I think this building housed the stables... now its a restaurant and museum

I think this building housed the stables... now it's a restaurant and museum

gardens

gardens

water in the gardens

water in the gardens

Chenonceau over the water

Chenonceau over the water

more gardens

more gardens

random ruins

random ruins

maze garden

maze garden

me at the center of the maze garden

me at the center of the maze garden

one more of the front of the chateau

one more of the front of the chateau

Friday, January 16, 2009-

The morning after we arrived in Amboise we chased down a bus for Chenonceau, a chateau of the Loire Valley. Although our bus driver was a bit arrogant, we managed to get there fine and had the perfect amount of time to walk around and see the place before catching the only bus back. A chateau is a large residence resembling a castle. Here’s the story in brief as I know it: Joan of Arc rode to Chinon to end the 100 Year war between England and France. The French won their territory and settled into a time of peace. During this time, members of the court built chateaux all along the Loire Valley to throw parties at and show off their wealth. This particular chateau, Chenonceau, was built by a warring lord before the war in order to control the crossing of the river. The place is actually built on top of the water like a glorified bridge. It was given to Diane de Poitiers, a mistress of King Henry II. When he died, his jealous wife Queen Catherine de Medici forced her out and took the place for herself. For decades she threw parties there.

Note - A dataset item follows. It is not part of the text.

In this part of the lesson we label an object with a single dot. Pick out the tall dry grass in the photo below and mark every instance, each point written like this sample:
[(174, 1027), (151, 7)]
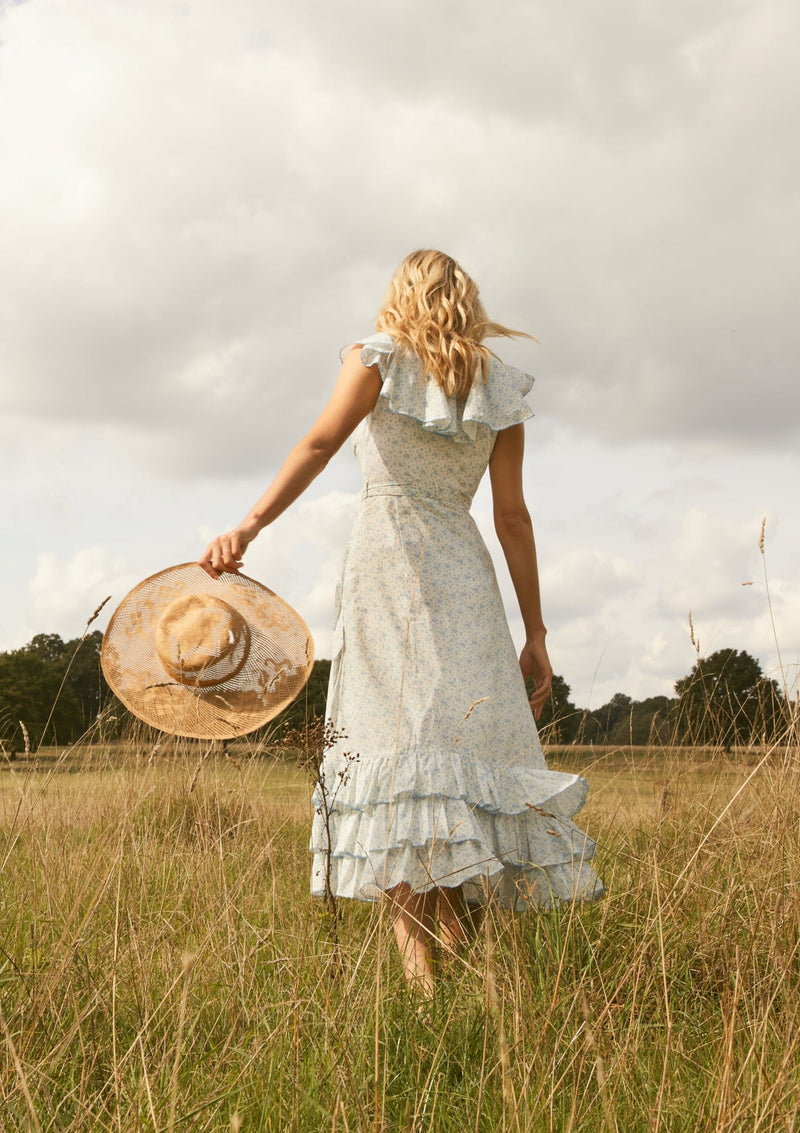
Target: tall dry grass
[(162, 965)]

The place had a strange and eerie feel to it… “bad karma” as Tara put it. It’s much smaller than I thought, making it an easy and not overwhelming place to visit. Catherine’s famed green study was intense. Her bedroom is large, decorated in blue with a small bed next to a large fireplace. The layout and features are standard for every bedroom. To one side is a small room with another fireplace and an even smaller room connected overlooking the water. The two smaller rooms are lined with patterned green velvet and the smallest room contains only a small desk. Her presence is most felt there.

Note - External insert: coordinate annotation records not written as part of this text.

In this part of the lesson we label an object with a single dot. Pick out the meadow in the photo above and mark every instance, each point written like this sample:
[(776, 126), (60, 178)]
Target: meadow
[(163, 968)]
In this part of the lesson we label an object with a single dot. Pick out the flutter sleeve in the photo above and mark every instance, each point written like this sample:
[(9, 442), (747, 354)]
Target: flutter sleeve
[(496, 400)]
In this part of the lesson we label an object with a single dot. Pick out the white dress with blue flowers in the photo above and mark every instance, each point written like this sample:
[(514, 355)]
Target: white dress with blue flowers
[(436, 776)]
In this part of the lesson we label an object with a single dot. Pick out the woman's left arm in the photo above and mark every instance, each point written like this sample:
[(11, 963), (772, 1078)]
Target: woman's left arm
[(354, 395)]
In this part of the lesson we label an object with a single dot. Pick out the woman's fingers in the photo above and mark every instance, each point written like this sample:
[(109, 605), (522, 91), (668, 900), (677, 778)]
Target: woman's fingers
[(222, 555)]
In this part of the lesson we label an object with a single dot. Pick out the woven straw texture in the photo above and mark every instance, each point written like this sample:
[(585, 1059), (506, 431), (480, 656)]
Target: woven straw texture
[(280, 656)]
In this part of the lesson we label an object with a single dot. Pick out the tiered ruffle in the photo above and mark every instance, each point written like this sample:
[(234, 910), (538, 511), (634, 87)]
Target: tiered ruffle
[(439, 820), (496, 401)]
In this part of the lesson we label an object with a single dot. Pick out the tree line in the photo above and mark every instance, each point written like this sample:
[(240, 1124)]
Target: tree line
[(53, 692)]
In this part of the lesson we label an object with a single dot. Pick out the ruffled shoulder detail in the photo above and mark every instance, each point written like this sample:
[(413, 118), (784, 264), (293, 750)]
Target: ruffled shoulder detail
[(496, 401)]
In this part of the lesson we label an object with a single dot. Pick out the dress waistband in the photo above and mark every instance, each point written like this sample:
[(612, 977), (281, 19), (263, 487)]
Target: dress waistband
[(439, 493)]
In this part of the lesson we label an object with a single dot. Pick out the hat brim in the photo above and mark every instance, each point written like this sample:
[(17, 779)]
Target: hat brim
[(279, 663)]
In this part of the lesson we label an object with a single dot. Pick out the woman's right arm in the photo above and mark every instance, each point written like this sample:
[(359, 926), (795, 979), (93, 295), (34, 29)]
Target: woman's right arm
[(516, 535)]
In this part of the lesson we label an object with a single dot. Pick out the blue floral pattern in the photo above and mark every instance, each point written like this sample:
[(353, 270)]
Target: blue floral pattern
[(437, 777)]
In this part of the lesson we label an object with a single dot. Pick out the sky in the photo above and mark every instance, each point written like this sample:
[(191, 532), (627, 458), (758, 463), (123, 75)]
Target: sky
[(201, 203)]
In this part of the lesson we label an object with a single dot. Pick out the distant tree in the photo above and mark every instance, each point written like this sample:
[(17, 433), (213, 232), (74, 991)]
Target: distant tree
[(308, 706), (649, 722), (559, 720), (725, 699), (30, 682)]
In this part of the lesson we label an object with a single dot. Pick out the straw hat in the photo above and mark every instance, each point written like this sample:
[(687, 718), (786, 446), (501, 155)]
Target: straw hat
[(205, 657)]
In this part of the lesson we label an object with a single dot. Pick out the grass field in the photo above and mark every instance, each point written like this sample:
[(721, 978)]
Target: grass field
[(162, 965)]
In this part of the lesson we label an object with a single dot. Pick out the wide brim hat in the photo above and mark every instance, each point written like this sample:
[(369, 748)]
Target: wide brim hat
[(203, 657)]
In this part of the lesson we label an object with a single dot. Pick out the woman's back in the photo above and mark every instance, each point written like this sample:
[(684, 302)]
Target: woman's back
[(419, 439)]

The grounds had two sets of gardens, one in honor of the mistress and the other in honor of the Queen. There was also a maze garden off to one side in the woods with some unexplained ruins next to it. The maze was my favorite. Tara spent time wandering around the farm area off to the other side, which contained many buildings along with a children’s play area. The experience gave me insight into how it might have been to live in that time period. It may sound silly, but on the plane ride to Iceland I watched the movie the Dutchess. Although that was about British aristocracy and are now in France, the movie gave me a new perspective as to the conditions women of that time faced. If one was lucky enough to marry a Duke, life even then was not grand. Mistresses are everywhere along with bastard children and all she could do was hope to bear a son. The women never won. Being in Chenonceau, a chateau of women, reminded me of that movie and helped me relate to that time. Although I would have loved to see their parties and appreciate their traditions, I’m glad to live in the present moment.

The bus driver was nicer on the way back and Tara and I had an interesting time roughing out a conversation with a woman at the bus stop who spoke a little English. Back in Amboise, we stopped to have lunch at a corner cafe we had seen the night before. I had a mushroom and leek quiche (very good) and Tara had a salad with nuts (about all she can eat in France besides couscous/tabuli and fruit). I also sampled two liquor chocolates and a black current sweet that tastes like jam. All were delicious. On the way back to the hotel we wandered into a shop with salts from all over the world. I’d been looking for these for awhile so I was thrilled. On top of that, the shopkeeper spoke English and had traveled to New York six times and also Thailand. He loved talking to us… a little too much in fact. We had a train to catch.

 

p.s. John Craddock- This is dedicated for you.  Thanks for the advice.